Vivekananda Institute of Professional Studies-Technical Campus (VIPS-TC) is a private college in Pitampura, New Delhi, India. The institute is affiliated with Guru Gobind Singh Indraprastha University (GGSIPU). It has seven different schools/departments. The college admits students in the different schools based on their performance in the IPU common entrance test for the respective course. Apart from the Common entrance test, the college also accepts CLAT for law and CAT scores for business administration courses.
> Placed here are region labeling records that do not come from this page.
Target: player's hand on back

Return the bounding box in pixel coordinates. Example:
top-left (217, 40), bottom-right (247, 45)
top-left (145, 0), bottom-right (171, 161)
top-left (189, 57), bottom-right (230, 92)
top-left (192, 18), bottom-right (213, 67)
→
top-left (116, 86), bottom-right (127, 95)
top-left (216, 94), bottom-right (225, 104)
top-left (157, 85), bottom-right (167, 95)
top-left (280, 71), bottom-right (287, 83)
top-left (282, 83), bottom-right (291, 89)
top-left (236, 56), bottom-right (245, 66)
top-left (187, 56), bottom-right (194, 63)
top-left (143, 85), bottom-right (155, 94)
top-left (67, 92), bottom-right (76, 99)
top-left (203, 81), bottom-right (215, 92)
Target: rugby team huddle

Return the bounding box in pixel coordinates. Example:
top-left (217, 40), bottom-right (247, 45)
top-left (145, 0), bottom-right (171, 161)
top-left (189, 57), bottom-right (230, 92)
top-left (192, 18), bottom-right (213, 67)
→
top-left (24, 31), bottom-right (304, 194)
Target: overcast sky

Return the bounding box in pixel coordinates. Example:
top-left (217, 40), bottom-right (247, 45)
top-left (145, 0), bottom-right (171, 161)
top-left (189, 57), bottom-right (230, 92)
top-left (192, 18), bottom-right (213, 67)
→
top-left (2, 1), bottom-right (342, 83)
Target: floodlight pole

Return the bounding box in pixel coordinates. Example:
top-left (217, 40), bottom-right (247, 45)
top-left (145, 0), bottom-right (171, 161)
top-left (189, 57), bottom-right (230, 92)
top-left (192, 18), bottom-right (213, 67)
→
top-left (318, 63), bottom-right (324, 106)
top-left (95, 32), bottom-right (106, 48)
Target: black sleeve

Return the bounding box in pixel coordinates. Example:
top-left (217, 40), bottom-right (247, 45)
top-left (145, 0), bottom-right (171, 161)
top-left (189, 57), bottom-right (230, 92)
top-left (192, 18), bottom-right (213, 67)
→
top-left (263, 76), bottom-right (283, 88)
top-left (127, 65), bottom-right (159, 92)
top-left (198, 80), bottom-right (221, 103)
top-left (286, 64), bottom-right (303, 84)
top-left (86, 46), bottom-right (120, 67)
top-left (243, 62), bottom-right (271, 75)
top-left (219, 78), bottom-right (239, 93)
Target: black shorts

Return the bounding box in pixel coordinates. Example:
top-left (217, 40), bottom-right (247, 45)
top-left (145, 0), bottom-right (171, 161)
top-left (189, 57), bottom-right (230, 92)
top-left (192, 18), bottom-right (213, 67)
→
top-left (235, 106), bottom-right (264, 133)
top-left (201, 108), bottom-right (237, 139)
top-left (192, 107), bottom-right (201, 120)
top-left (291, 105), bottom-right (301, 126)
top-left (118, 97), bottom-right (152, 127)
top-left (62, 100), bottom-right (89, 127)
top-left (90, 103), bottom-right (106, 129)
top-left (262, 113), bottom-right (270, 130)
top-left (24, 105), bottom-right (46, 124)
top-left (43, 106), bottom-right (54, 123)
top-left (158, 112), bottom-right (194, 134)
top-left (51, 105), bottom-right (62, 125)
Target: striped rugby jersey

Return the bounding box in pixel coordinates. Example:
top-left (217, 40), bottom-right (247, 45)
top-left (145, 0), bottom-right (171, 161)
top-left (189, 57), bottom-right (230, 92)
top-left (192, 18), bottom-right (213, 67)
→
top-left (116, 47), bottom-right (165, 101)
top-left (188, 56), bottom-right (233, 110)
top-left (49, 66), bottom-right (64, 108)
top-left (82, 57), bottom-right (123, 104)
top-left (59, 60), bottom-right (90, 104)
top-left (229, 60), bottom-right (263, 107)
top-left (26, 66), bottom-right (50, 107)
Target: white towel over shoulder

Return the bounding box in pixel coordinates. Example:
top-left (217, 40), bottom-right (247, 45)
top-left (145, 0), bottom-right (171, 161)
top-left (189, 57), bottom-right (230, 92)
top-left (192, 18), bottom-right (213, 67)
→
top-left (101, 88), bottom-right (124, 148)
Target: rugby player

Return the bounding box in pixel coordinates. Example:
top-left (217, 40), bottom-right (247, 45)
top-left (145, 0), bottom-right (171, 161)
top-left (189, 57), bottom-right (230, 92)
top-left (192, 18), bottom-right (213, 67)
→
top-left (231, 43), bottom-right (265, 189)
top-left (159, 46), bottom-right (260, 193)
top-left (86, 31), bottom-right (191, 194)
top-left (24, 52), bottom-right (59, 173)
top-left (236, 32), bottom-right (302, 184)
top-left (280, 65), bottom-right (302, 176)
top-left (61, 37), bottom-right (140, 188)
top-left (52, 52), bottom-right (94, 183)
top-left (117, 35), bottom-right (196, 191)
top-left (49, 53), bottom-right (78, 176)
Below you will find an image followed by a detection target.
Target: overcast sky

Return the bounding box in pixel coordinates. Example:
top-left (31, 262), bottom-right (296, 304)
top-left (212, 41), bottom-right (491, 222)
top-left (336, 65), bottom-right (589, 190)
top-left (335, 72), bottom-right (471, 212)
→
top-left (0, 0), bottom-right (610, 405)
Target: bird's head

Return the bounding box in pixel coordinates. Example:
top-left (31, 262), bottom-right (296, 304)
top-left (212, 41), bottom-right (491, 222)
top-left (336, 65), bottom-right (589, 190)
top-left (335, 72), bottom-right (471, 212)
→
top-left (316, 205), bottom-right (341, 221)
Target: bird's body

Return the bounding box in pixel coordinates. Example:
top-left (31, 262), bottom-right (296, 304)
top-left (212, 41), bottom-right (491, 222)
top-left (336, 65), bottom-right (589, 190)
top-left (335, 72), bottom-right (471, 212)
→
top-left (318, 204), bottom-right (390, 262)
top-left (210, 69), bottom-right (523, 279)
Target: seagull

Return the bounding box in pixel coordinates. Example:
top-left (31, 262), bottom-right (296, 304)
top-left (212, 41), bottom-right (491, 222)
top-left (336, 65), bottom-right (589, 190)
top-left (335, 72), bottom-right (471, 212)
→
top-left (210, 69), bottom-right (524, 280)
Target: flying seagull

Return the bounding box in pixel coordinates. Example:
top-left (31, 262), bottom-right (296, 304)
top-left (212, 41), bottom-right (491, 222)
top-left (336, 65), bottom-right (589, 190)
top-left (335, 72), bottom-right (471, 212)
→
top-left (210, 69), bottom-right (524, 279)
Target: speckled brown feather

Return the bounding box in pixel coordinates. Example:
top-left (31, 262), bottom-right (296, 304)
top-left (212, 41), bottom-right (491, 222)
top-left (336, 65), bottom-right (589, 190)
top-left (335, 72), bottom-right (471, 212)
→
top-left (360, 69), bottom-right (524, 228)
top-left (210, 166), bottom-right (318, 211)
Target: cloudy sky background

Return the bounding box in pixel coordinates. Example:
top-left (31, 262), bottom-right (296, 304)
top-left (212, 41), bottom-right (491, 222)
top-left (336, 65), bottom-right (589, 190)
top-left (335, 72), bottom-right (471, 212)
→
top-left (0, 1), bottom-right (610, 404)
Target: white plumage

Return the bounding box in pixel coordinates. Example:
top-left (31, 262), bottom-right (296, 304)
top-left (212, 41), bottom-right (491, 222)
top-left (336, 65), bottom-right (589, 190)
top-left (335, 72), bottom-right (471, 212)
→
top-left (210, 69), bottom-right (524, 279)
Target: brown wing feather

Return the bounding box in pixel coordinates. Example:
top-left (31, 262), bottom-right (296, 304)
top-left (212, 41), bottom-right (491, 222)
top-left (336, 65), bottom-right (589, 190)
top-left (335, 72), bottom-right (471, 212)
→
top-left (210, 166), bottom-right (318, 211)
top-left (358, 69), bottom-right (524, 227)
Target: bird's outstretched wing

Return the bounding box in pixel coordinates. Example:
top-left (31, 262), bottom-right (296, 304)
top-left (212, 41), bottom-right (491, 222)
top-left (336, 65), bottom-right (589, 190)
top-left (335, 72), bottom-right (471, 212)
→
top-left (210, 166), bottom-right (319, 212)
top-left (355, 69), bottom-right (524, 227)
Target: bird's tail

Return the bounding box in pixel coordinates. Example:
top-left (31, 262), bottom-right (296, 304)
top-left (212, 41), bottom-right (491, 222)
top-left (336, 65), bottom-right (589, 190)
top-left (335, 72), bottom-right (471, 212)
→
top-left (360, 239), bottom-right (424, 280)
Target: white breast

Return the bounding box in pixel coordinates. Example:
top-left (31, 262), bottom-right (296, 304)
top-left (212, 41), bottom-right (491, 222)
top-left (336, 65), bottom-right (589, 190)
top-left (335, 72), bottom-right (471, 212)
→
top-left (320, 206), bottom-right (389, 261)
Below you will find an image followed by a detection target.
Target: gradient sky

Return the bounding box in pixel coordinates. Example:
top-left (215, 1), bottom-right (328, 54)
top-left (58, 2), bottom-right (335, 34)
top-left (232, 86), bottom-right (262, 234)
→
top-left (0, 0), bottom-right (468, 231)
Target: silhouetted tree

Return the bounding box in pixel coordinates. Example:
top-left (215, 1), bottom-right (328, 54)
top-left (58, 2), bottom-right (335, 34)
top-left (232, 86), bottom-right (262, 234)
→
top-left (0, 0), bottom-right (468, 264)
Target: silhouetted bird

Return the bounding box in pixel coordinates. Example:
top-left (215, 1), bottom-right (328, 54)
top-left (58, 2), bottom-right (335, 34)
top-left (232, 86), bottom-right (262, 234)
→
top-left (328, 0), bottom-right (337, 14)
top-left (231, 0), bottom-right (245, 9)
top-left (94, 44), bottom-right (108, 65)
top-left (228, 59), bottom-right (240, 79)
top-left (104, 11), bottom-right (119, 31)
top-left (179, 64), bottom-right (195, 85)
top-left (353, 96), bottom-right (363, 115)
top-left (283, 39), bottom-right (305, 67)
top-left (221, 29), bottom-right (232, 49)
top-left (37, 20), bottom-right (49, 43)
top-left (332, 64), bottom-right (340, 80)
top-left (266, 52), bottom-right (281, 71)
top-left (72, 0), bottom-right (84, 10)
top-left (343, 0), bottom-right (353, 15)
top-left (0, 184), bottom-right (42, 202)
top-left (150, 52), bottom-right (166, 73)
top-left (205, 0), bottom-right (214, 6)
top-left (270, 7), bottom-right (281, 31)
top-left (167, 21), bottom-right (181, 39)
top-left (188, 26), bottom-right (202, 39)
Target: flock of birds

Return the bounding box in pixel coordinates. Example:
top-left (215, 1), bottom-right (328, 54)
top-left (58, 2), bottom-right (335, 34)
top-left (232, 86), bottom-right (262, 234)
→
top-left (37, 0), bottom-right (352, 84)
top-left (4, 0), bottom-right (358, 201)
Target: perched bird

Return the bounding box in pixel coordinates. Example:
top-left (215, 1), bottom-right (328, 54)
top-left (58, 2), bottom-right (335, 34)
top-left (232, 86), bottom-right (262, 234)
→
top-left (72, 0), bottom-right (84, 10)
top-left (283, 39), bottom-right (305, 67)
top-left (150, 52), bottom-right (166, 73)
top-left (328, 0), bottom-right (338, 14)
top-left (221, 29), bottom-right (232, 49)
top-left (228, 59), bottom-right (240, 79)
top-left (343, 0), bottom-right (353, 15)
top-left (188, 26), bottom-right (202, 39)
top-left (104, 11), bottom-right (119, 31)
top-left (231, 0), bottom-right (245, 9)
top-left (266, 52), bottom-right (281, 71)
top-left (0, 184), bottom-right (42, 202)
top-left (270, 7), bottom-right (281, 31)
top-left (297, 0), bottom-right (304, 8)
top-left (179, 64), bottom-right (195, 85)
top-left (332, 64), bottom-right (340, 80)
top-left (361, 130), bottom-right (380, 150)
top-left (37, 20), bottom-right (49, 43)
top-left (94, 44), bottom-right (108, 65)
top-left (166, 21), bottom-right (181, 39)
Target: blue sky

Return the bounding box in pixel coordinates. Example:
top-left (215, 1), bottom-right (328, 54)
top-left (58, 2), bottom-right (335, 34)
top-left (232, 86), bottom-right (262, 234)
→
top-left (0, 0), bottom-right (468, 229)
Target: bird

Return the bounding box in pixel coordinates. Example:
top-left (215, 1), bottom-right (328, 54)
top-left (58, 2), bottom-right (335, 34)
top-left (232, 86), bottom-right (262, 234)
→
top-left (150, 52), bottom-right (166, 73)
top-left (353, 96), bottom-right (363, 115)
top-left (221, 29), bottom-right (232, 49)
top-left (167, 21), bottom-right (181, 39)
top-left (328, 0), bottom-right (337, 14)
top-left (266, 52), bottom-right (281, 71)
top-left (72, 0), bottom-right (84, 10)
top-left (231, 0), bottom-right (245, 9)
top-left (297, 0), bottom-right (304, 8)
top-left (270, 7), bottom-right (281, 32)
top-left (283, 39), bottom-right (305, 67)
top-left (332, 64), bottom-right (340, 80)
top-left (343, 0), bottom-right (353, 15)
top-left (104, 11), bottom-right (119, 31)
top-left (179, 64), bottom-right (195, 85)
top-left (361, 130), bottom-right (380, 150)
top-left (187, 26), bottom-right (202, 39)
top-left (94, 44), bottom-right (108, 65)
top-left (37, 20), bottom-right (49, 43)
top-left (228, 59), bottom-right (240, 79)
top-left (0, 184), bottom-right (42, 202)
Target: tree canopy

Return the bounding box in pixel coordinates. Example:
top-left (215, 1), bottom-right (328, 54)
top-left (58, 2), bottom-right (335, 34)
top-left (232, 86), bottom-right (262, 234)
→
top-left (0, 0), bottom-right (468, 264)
The college received "A++" grade accreditation from the NAAC team in December 2022.

==History==
The institute was established by S. C. Vats following a meeting he had with Swami Jitatmananda in 1997 who told him he should establish an institute of higher education in New Delhi in the name of Swami Vivekananda. Its first campus was established in Moti Nagar, later in 2013 the institute shifted to its current location in Pitampura

==Admission processes==
Admissions at VIPS are on the basis on the merit of the candidate drawn on the basis of the Common Entrance Test (CET & CUET) and other such procedures of the GGSIPU. For all courses covered under CET, the university prepares a list of candidates in the order of merit in each category.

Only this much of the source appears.